Rheinland-Pfalz

Bahn & Bus, Verkehrsplanung, Pressemitteilung
Rhein-Lahn-Westerwald

VCD begrüßt Prüfung durch den Westerwaldkreis

Der 1. Vorsitzende Rainer Vogt (Höhr-Grenzhausen) vom Kreisverband des Verkehrsclub Deutschland ( VCD ) begrüßt ausdrücklich die Entscheidung der Kreistagsfraktionen von CDU, FWG und FDP den Beitritt des Westerwaldkreises zum Gemeinschaftstarif des VRM zu überprüfen.

Allerdings reicht eine nach rein finanziellen Gesichtspunkten ausgerichtete Betrachtungsweise bei weitem nicht aus, um den veränderten Rahmenbedingungen gerecht zu werden. Vielmehr verdient die Überprüfung der veränderten Rahmenbedingungen nur dann diesen Namen, wenn endlich von  unsinnigen Forderungen Abstand genommen wird. Hier wird u.a. widerum angeführt, dass zusätzliche Busse und Bahnen verkehren sollen. Das hat aber mit einem Gemeinschaftstarif nichts zu tun. Der größte Vorteil des attraktiven Gemeinschaftstarifs ist bekanntlich der einheitliche, günstigere und kreisübergreifende Tarif (z.B. Seniorenticket, Gruppenkarten, Mitnahmeregelungen, Jobticket) für die Fahrgäste. Nicht nur aus diesem Grund steigen im derzeitigen Gemeinschaftstarifgebiet Rhein-Mosel die Nutzerzahlen seit Jahren.

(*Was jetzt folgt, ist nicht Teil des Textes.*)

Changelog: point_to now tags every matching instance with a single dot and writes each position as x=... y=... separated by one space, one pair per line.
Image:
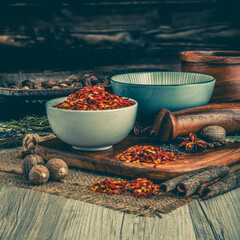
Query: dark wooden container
x=223 y=65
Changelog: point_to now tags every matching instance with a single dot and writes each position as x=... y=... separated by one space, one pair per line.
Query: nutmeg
x=213 y=133
x=38 y=174
x=58 y=168
x=29 y=162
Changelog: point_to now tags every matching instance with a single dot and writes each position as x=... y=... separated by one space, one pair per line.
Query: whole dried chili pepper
x=147 y=154
x=94 y=98
x=194 y=144
x=140 y=187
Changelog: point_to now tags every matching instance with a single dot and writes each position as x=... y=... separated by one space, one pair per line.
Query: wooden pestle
x=169 y=125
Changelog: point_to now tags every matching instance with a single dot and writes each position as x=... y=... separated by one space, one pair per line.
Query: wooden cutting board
x=104 y=161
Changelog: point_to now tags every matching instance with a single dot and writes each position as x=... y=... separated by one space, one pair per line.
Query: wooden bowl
x=223 y=65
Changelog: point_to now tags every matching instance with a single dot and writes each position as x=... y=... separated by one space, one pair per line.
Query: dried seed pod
x=28 y=83
x=55 y=87
x=39 y=174
x=29 y=162
x=58 y=168
x=73 y=78
x=213 y=133
x=49 y=83
x=63 y=85
x=25 y=88
x=77 y=84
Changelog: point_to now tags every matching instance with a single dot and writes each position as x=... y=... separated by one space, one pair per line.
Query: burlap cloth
x=76 y=186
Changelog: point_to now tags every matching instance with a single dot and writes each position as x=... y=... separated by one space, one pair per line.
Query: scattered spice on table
x=110 y=186
x=73 y=81
x=140 y=187
x=147 y=154
x=94 y=98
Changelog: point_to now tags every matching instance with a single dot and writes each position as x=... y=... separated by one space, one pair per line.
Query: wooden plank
x=223 y=214
x=105 y=161
x=28 y=214
x=175 y=225
x=200 y=223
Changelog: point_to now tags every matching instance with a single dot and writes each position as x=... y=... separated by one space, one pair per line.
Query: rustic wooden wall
x=43 y=35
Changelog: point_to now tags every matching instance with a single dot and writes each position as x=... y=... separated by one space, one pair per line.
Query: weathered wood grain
x=201 y=226
x=93 y=33
x=223 y=210
x=28 y=214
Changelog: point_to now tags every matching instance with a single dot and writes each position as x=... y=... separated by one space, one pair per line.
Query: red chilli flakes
x=147 y=154
x=94 y=98
x=140 y=187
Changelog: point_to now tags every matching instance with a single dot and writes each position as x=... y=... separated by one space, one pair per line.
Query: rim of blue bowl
x=166 y=85
x=89 y=111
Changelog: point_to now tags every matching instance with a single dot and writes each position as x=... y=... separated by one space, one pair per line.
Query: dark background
x=45 y=35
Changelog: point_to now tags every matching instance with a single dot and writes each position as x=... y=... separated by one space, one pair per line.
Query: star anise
x=194 y=144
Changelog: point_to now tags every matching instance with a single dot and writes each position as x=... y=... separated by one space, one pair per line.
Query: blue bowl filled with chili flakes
x=91 y=119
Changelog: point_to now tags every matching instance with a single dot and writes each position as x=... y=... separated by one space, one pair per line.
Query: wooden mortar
x=223 y=65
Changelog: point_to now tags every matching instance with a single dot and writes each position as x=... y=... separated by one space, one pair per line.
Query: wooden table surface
x=28 y=214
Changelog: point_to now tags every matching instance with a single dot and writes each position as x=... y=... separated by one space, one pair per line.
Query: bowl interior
x=162 y=78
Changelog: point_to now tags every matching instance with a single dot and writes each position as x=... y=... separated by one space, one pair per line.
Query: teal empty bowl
x=91 y=130
x=170 y=90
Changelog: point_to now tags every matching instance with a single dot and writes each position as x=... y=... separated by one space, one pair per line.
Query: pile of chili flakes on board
x=147 y=154
x=140 y=187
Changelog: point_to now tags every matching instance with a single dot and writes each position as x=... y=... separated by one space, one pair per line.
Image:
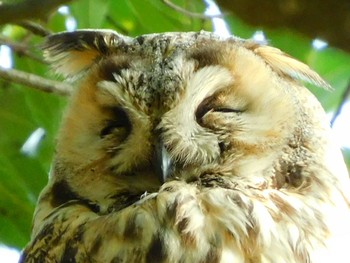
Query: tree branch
x=36 y=82
x=28 y=9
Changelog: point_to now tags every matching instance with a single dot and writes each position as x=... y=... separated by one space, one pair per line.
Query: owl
x=189 y=147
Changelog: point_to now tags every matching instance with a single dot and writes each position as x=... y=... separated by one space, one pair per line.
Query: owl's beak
x=162 y=162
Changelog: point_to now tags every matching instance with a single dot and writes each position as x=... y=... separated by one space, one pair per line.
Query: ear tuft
x=284 y=64
x=70 y=53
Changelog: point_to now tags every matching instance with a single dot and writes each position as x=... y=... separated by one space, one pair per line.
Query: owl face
x=176 y=106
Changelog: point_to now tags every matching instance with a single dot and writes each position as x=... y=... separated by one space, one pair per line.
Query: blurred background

Der Westerwaldkreis hatte sich leider von dieser Entwicklung abgekoppelt und bemerkt jetzt insbesondere im Schülerverkehr die steigenden Kosten.

Bei den Vorbereitungen ist zu berücksichtigen, dass es Schnittstellen zu weiteren Verbünden gibt, die mit einzubinden sind. Das bisherige Verharren auf dem Standpunkt, kein Gemeinschaftstarif und keine Übergangstarife, hat praktisch nur zu anhaltenden Verschlechterungen  auf allen Gebieten geführt. Im Rahmen einer Weiterentwicklung muss der ÖPNV auch tatsächlich stärker entwickelt werden. Ein Blick über den Tellerrand sprich Kreisgrenze ist dabei sehr hilfreich. Vielleicht kann dann zusätzlich ein größeres Fahrtenangebot dabei heraus kommen.

Nur wenn bei der Gesamtplanung aller Verkehrsteilnehmer im gesamten Westerwald bei Straße, Schiene, Radfahrern und Fußgänger auch tatsächlich Veränderungen zugelassen werden, was nicht ohne Geld zu haben ist, wird dies zur besseren ÖPNV-Nutzung beitragen, stellt Rainer Vogt abschließend fest.